Japon asıllı Britanya vatandaşı Kazuo Ishiguro, Gömülü Dev (Çeviren: Roza Hakmen. Yapı Kredi Yayınları) isimli fantastik romanında yaşlı bir karı kocanın, oğullarıyla buluşmak üzere, Roma istilasından sonra harap olmuş bir ülkede çıktıkları yolculuğu anlatıyor.
Axl ve Beatrice, bu yolculuğun hemen başlarında, beklenmedik bir fırtınaya yakalanınca bir yıkıntıya sığınır.
Kadın, kayıkçıdan şikayetçidir ve Axl ile Beatrice’i, ondan uzak durmaları konusunda uyarır.
Çünkü kayıkçı, kocasını bir adaya geçirmiş ancak sonra dönüp kadını almamıştır. Böylece kocasını kaybeden kadın, olan bitenlerden, şeytani huylara sahip olduğunu iddia ettiği bu kayıkçıyı sorumlu tutmaktadır.
Kayıkçı, adaya götüreceği çiftlerin arasında olağanüstü bir bağ olması gerektiğini söyler.
Bu ona verilmiş bir görevdir. Kayık ile adaya geçmek isteyen çiftleri sorgulamak ve aralarında derin bir bağ olmadığını anladığı çiftleri ayırarak, sadece birini adaya geçirmekle yükümlüdür.

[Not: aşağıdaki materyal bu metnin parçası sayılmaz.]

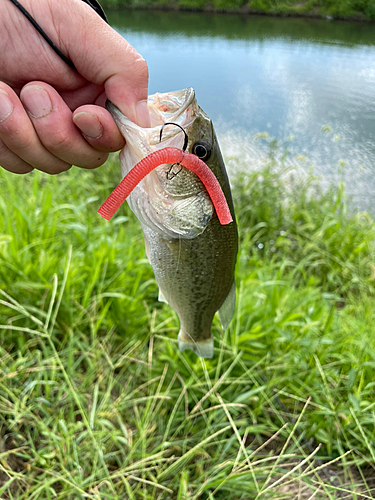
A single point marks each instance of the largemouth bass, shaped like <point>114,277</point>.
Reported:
<point>193,256</point>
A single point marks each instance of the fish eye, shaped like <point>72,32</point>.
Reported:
<point>202,150</point>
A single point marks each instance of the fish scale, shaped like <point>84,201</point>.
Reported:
<point>193,256</point>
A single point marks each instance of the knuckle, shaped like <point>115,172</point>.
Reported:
<point>94,162</point>
<point>57,141</point>
<point>55,169</point>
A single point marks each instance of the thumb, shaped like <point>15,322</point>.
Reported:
<point>104,57</point>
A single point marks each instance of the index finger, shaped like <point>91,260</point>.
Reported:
<point>104,57</point>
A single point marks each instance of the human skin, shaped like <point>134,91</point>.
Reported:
<point>52,117</point>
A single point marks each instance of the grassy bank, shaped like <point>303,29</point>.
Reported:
<point>97,402</point>
<point>341,9</point>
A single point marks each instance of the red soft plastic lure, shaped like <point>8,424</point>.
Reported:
<point>161,157</point>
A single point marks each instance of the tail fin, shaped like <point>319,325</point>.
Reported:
<point>203,348</point>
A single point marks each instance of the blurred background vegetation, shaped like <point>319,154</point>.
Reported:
<point>354,9</point>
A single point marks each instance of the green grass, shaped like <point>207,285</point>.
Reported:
<point>97,402</point>
<point>350,9</point>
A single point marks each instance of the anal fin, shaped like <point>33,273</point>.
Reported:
<point>226,311</point>
<point>202,348</point>
<point>161,297</point>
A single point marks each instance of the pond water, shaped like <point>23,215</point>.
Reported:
<point>308,83</point>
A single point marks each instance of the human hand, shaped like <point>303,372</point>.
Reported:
<point>51,116</point>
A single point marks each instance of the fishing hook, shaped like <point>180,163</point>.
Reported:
<point>184,147</point>
<point>170,174</point>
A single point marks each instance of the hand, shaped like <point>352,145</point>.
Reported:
<point>51,116</point>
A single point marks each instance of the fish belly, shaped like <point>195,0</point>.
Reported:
<point>195,276</point>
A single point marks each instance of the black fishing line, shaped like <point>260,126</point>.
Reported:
<point>94,4</point>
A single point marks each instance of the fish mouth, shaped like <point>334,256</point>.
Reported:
<point>178,107</point>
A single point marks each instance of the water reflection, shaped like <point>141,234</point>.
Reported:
<point>288,77</point>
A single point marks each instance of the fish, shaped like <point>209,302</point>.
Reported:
<point>192,254</point>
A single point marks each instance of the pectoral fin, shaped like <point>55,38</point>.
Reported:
<point>226,311</point>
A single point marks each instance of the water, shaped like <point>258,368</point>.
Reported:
<point>287,77</point>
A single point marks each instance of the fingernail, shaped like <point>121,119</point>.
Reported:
<point>36,101</point>
<point>143,114</point>
<point>89,125</point>
<point>6,106</point>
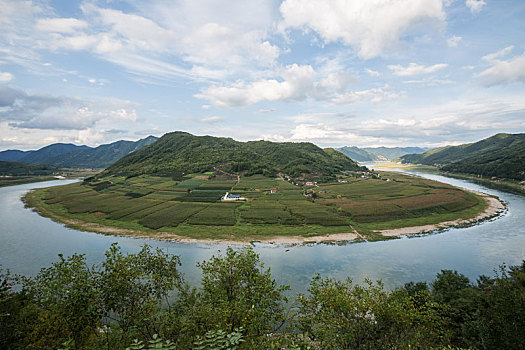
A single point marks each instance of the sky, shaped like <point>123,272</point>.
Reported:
<point>333,72</point>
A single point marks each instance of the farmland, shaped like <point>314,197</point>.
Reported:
<point>191,207</point>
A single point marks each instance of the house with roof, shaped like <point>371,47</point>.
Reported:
<point>232,197</point>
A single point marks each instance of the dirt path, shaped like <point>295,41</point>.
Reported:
<point>494,207</point>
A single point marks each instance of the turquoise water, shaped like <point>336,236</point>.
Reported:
<point>29,242</point>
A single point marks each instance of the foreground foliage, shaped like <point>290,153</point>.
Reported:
<point>361,201</point>
<point>140,301</point>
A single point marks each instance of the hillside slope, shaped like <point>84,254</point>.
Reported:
<point>502,155</point>
<point>23,169</point>
<point>179,152</point>
<point>42,155</point>
<point>393,152</point>
<point>99,157</point>
<point>13,155</point>
<point>358,154</point>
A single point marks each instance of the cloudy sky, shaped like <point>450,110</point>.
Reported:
<point>332,72</point>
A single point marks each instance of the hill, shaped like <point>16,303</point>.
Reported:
<point>502,156</point>
<point>23,169</point>
<point>43,155</point>
<point>67,155</point>
<point>393,152</point>
<point>13,155</point>
<point>180,153</point>
<point>99,157</point>
<point>358,154</point>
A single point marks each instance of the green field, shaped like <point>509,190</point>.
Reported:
<point>273,206</point>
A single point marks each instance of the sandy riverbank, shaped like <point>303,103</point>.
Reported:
<point>494,206</point>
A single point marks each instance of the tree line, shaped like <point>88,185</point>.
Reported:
<point>141,301</point>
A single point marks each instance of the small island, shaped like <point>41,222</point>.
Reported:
<point>291,193</point>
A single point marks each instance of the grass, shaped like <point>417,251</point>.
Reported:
<point>192,208</point>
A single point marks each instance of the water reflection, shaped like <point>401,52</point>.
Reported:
<point>29,242</point>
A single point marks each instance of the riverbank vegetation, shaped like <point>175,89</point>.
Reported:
<point>152,206</point>
<point>141,301</point>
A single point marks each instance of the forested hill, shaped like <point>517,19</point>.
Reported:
<point>371,154</point>
<point>502,156</point>
<point>99,157</point>
<point>23,169</point>
<point>57,149</point>
<point>393,152</point>
<point>67,155</point>
<point>180,152</point>
<point>358,154</point>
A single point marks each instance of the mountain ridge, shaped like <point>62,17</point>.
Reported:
<point>68,155</point>
<point>501,155</point>
<point>179,152</point>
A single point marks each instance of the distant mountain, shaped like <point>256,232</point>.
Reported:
<point>43,155</point>
<point>393,152</point>
<point>502,156</point>
<point>24,169</point>
<point>180,152</point>
<point>13,155</point>
<point>371,154</point>
<point>67,155</point>
<point>99,157</point>
<point>358,154</point>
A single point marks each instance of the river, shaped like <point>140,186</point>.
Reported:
<point>29,242</point>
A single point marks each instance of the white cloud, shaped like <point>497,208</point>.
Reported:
<point>453,41</point>
<point>371,26</point>
<point>60,25</point>
<point>374,95</point>
<point>297,81</point>
<point>47,112</point>
<point>158,41</point>
<point>5,77</point>
<point>372,73</point>
<point>430,82</point>
<point>475,6</point>
<point>415,69</point>
<point>457,121</point>
<point>503,71</point>
<point>493,57</point>
<point>265,111</point>
<point>212,119</point>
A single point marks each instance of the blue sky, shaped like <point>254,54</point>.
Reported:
<point>332,72</point>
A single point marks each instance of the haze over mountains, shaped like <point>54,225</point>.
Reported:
<point>501,155</point>
<point>371,154</point>
<point>180,152</point>
<point>73,156</point>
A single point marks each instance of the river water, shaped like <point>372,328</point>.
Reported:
<point>29,242</point>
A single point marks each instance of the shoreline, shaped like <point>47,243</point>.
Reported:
<point>494,208</point>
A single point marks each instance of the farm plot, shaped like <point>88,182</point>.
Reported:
<point>374,211</point>
<point>264,212</point>
<point>207,196</point>
<point>220,214</point>
<point>172,215</point>
<point>315,214</point>
<point>217,185</point>
<point>190,184</point>
<point>262,183</point>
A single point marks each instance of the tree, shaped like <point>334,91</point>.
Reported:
<point>341,315</point>
<point>237,291</point>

Kayıkçı, Beatrice’e durum şu sözlerle anlatır:
"Biz kayıkçılar yıllar boyu o kadar çok insanla karşılaşırız ki aldatıcı görünüşün ötesine nüfuz etmemiz pek uzun sürmez. Ayrıca yolcular en aziz anılarından bahsederken gerçeği gizlemeleri imkansızdır. Bir çift, birbirine sevgiyle bağlı olduğunu iddia eder, oysa biz kayıkçılar sevgi yerine hınç, öfke, hatta nefret görürüz bazen. Ya da koskoca bir çoraklık. Bazen sadece ve sadece yalnızlık korkusu. Yıllara göğüs germiş kalıcı sevgiyi pek nadiren görürüz. Gördüğümüzde de çifti adaya birlikte geçirmeye can atarız."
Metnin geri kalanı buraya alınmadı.